In this document, we reproduce a result as seen in Wang (2011). By using dimensionality reduction technique (diffusion map in particular), we recover the chronological order of the face images. The data we have are 36 face images each of which is of resolution about 112 x 92 pixels.
Load and process data
rm(list = ls())
library(maniTools)
util_path <- system.file("face_ordering", "util_face_ordering.R", package = "maniTools")
source(util_path)
# load and process data
path <- system.file("face_ordering//umist_cropped//1a//face//", package = "maniTools")
image_files <- load_files(path) #don't worry about the warnings.
image_matrix <- convert_files_to_matrix(image_files)
my_data <- purrr::map(image_matrix, as.vector) %>% do.call(rbind, .)
# create GIF in the true order
animation::saveGIF({
purrr::walk(seq_along(image_files), ~plot(image_files[[.]]))
}, movie.name = "true_order.gif", interval = 0.1)
Shuffle the images
# mix up the order. it actually makes no differences to the DR technique,
# but let's do it to set one's mind at ease.

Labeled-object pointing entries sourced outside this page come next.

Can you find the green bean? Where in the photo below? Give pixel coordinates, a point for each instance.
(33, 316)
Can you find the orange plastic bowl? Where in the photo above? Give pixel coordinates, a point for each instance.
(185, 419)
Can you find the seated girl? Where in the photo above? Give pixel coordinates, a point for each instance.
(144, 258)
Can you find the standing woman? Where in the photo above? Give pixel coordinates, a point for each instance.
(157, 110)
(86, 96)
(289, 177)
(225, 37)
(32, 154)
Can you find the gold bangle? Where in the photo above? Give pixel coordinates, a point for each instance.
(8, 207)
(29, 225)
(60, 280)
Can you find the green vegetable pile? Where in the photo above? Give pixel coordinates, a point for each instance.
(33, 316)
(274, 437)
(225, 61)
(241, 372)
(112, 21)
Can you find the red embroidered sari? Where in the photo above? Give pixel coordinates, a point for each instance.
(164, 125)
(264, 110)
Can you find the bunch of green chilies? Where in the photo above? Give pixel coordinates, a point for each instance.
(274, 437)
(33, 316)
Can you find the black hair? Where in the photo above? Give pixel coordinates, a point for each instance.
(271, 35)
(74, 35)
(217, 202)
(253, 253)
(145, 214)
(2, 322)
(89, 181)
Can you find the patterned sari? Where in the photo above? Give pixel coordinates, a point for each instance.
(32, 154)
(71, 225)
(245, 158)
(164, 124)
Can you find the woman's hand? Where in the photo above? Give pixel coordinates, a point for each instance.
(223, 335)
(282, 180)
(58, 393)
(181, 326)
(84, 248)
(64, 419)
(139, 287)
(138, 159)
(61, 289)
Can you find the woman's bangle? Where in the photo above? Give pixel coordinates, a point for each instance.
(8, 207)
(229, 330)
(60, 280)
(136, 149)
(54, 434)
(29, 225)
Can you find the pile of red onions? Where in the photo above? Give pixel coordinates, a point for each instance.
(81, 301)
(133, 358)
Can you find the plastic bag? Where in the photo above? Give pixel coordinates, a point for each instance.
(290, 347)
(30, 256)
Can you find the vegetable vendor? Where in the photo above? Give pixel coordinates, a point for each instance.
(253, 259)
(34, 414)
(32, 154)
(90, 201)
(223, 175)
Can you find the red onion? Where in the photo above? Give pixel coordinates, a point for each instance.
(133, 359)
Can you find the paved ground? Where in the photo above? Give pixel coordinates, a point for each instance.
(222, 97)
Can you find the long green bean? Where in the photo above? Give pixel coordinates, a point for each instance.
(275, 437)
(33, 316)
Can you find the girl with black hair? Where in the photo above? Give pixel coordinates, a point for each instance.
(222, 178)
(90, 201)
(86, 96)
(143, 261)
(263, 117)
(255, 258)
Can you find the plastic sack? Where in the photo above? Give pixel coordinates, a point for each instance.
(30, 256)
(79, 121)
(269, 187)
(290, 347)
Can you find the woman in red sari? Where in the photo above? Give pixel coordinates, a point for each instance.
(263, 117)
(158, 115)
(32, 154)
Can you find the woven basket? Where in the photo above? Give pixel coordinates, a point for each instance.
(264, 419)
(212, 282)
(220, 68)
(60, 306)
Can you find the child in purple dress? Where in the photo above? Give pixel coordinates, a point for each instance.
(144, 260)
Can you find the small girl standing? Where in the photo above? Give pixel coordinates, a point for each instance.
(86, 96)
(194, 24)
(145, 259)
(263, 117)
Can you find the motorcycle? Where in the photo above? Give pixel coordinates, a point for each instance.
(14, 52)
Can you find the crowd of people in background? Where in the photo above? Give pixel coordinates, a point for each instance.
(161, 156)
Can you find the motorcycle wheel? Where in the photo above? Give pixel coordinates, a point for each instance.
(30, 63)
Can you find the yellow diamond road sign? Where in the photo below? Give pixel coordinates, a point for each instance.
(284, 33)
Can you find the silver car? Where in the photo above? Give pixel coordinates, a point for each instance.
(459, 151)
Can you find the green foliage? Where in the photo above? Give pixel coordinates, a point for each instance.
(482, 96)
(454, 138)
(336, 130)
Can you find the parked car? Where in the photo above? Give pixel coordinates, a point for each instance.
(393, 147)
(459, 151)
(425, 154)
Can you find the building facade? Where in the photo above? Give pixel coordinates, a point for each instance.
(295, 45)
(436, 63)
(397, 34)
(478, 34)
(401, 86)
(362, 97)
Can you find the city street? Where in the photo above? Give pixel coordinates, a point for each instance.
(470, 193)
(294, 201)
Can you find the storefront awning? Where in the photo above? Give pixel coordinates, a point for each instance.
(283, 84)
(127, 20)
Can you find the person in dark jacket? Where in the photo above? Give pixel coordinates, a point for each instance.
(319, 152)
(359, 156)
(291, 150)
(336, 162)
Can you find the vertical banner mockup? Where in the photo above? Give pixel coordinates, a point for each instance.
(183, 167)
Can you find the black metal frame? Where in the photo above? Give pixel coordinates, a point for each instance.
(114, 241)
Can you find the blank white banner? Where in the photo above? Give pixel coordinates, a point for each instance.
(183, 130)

random_shuffle <- sample(seq_along(image_files)) #shuffles the order
image_files <- image_files[random_shuffle]
image_matrix <- image_matrix[random_shuffle]
my_data <- my_data[random_shuffle, ]
# create GIF in the random order
animation::saveGIF({
purrr::walk(seq_along(image_files), ~plot(image_files[[.]]))
}, movie.name = "random_order.gif", interval = 0.1)
Results
#plot results
proj_data <- cbind(x = proj_data, y = 0)
plot(proj_data)
purrr::walk(seq_along(image_files), ~plot_faces(., proj_data, image_matrix, 0.35, 0.35))
# create GIF in the reconstructed order
animation::saveGIF({
purrr::walk(order(proj_data[,1]), ~plot(image_files[[.]]))
}, movie.name = "reconstructed_order.gif", interval = 0.1)
The following three GIF files correspond to the: True order, Randomly shuffled order and Reconstructed order respectively.
In the above, we recovered (almost perfectly) the chronological order of the face images with diffusion map!